Breaking Down Complexity: How Mechanistic Interpretability Actually Works

Learning the intuitions and motivations behind Mechanistic Interpretability.

Dec 28, 2024

Introduction

With state-of-the-art AI capable of beating PhDs in all scientific domains, ranking in the top 200 in competitive programming in the world and achieving a silver medal in the International Mathematical Olympiad, there’s an urgent need to understand their internal decision-making processes. Mechanistic interpretability has emerged as a promising approach to address this opacity by attempting to reverse engineer the computational processes occurring within neural networks.

A user will ask an AI model a simple question like “What is the capital of France?” and subsequently output “Paris”. How it leads to that output is largely unknown.
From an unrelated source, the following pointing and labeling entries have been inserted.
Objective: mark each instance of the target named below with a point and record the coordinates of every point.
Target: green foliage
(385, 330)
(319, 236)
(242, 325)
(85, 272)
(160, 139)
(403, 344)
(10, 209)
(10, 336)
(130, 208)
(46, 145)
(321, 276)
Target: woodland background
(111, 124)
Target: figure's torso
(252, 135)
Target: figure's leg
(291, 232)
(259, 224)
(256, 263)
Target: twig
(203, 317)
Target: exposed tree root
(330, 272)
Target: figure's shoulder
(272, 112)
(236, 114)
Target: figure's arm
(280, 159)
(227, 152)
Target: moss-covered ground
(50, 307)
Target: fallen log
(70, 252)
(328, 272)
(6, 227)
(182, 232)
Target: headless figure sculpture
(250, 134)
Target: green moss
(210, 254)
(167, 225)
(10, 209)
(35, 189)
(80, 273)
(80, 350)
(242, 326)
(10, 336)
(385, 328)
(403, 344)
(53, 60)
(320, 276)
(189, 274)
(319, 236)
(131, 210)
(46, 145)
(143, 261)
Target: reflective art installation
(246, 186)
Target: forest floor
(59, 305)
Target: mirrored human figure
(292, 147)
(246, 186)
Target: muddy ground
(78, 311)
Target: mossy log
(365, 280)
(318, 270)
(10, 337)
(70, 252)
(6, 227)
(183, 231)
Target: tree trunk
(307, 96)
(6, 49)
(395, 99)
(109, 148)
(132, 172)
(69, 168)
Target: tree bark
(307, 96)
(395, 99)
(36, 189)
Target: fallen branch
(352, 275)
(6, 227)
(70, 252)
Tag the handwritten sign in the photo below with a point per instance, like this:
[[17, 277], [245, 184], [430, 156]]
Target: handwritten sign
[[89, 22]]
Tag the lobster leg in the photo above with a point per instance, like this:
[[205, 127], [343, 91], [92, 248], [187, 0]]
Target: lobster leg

This article aims to synthesise the fundamentals of current mechanistic interpretability advances, with a focus on three concepts that together offer us the most promising insight into these models we’ve had yet:

The circuits framework for understanding feature composition
Toy miniature models explaining the emergence of superposition
Sparse autoencoders (SAEs) as a practical tool for extracting interpretable features

This approach of dissecting these models provides promise of the ability to align AI towards human values or just away from potential harm in the future. Instead of having to associate AI systems with black boxes, only evaluable from the outside, we can begin to understand and modify the internal mechanisms that produce their behaviour. This is a key differentiator to other safety approaches like RLHF which focus on steering model outputs from an external point of view.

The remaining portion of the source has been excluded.